Sheesh Tim- this stuff is incredible! Close, closer and even closer. Are the darker scales(?) with the shredded tips older or a different type?
 
Sheesh Tim- this stuff is incredible! Close, closer and even closer. Are the darker scales(?) with the shredded tips older or a different type?

I was wondering exactly the same, how it manages to put them in so randomly too. I dont think they are different ages, but it would be very interesting to know how it did it, they dont seem to follow any of the colour patterns of the wings and I could not find anything about it in the literature. It does not seem to be any of the typcial methods like temperature (siamese cat ears) or morphogen gradients (retenoic asid etc). Perhaps it is like the tortoise shell cats and they are actually chimeric?
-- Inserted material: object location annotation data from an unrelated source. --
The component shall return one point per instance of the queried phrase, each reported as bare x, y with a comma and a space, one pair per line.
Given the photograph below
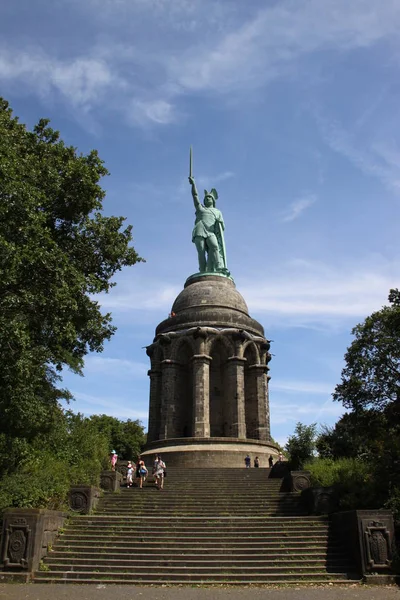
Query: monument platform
209, 380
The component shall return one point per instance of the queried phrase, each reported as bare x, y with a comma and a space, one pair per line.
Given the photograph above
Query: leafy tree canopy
371, 377
56, 250
301, 445
125, 437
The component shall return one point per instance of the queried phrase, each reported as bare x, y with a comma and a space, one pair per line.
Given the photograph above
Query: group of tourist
247, 461
140, 472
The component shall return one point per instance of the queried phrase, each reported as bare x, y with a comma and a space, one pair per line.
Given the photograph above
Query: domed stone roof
210, 301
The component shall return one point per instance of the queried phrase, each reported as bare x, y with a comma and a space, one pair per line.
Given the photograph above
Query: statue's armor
206, 218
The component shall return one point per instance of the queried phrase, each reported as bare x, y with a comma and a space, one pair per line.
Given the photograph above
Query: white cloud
262, 48
304, 292
114, 406
219, 48
377, 159
297, 207
211, 180
310, 412
81, 81
149, 296
160, 112
301, 387
115, 367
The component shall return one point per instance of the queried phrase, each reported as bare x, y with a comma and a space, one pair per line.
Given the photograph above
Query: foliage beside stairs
230, 526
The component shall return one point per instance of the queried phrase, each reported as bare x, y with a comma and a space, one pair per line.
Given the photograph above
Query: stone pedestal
208, 379
369, 537
27, 535
83, 499
110, 481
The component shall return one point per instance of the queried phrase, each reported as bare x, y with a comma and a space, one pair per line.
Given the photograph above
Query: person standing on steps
141, 472
129, 474
158, 472
113, 459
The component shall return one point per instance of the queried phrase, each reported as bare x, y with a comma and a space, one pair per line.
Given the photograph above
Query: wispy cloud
301, 387
377, 159
81, 81
220, 49
113, 406
304, 292
295, 293
309, 412
115, 367
297, 207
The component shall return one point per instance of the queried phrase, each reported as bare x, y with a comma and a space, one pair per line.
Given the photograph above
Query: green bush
41, 483
352, 478
73, 452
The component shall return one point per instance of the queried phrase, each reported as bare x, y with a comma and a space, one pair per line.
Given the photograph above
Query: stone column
201, 395
261, 386
236, 396
154, 404
169, 374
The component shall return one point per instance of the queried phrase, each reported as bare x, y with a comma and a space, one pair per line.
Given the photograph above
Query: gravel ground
106, 592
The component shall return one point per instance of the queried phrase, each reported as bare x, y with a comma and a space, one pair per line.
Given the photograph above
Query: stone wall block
83, 499
369, 535
27, 534
320, 500
110, 480
300, 480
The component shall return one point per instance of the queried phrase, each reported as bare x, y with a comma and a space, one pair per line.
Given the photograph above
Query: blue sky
292, 108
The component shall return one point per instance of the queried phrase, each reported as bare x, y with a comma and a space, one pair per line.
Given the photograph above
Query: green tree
301, 445
371, 377
356, 435
125, 437
370, 388
57, 249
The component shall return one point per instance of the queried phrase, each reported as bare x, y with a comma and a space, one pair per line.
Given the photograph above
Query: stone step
219, 541
184, 577
224, 565
177, 527
308, 520
245, 554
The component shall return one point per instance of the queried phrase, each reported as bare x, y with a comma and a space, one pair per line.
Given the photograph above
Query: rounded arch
251, 399
157, 355
182, 354
251, 353
182, 347
220, 352
224, 340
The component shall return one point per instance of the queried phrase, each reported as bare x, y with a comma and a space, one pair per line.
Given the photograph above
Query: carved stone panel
301, 480
16, 544
378, 544
110, 480
78, 502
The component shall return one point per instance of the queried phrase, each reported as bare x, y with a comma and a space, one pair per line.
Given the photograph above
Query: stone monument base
209, 452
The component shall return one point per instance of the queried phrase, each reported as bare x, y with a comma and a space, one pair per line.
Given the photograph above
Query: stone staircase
212, 526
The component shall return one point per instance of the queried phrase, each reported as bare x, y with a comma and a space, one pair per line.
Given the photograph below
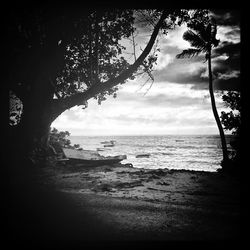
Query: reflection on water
168, 151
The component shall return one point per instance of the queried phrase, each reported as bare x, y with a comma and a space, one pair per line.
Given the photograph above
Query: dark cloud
226, 17
227, 84
179, 72
227, 67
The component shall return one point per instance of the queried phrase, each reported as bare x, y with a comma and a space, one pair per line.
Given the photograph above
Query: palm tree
202, 38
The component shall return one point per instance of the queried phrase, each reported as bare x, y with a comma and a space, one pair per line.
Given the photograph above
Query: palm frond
201, 29
187, 53
194, 39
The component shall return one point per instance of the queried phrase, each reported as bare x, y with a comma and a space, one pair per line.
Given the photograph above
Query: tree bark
216, 116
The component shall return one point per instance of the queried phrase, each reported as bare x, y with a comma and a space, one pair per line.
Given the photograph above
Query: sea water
192, 152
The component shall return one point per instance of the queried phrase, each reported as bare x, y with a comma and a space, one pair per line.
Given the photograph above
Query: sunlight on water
168, 151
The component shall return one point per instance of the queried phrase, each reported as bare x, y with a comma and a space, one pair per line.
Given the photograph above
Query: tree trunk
216, 116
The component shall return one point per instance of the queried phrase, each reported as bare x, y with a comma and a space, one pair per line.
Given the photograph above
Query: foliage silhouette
232, 122
202, 37
61, 58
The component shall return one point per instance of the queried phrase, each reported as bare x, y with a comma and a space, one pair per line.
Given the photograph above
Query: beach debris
142, 156
162, 183
128, 165
100, 149
91, 157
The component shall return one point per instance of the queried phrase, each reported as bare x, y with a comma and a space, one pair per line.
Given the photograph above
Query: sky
178, 101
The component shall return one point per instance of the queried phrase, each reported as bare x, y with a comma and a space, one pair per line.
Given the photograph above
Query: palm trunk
216, 116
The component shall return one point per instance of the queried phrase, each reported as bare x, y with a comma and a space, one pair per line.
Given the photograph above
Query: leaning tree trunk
216, 116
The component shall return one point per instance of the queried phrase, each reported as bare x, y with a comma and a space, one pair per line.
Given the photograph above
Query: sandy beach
119, 202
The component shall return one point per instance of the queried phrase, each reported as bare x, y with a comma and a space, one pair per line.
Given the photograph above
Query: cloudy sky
178, 101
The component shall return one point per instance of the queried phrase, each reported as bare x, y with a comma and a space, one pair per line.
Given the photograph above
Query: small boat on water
108, 143
90, 157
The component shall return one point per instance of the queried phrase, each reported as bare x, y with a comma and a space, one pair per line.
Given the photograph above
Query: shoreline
125, 203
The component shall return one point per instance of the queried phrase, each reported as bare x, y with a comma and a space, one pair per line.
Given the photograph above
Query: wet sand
121, 203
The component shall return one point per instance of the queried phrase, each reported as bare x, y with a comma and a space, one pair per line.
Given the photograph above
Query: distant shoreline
194, 135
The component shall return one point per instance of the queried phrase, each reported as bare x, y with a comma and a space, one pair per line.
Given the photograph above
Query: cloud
163, 60
226, 17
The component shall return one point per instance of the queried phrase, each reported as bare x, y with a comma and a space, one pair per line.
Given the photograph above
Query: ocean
192, 152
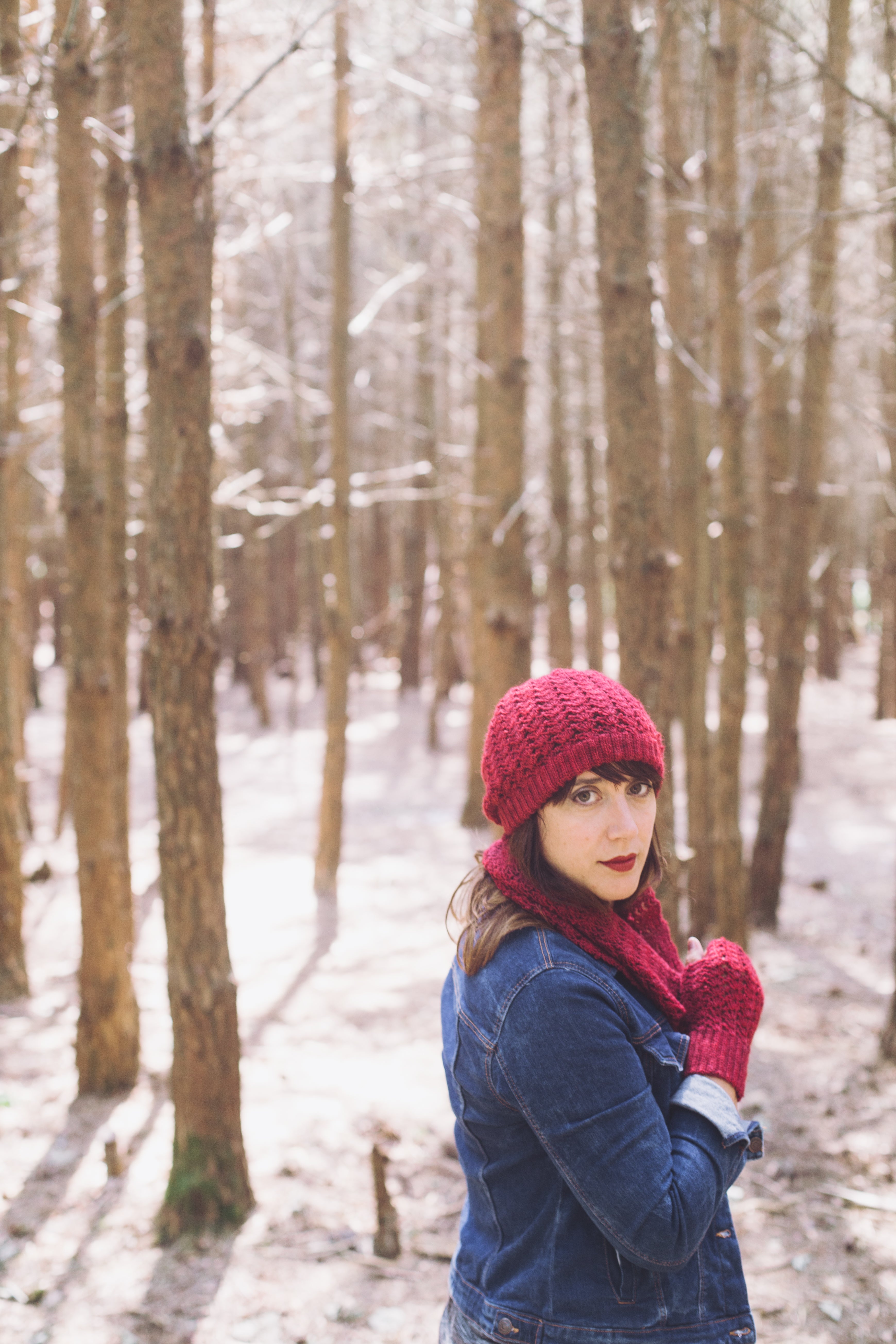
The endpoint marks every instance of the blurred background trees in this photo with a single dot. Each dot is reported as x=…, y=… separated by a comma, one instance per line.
x=444, y=345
It would probably be possible to run the dna from the different scales and see if there are are any SNPs but difficult and no result if you dont get a positive hit. Some insects have very odd sex chromosome configurations, it would be interesting to see if it is x or y linked and sexually differentiated like the tortoise shell cats, in which case it would be very easy to check with just a light microscope and some stain for the chromosomes.

Wings open

2955556282_d4231bdb9f.jpg

Thnks very much Dal1970. I couldnt get the shot for the life of me :) and that was perfect.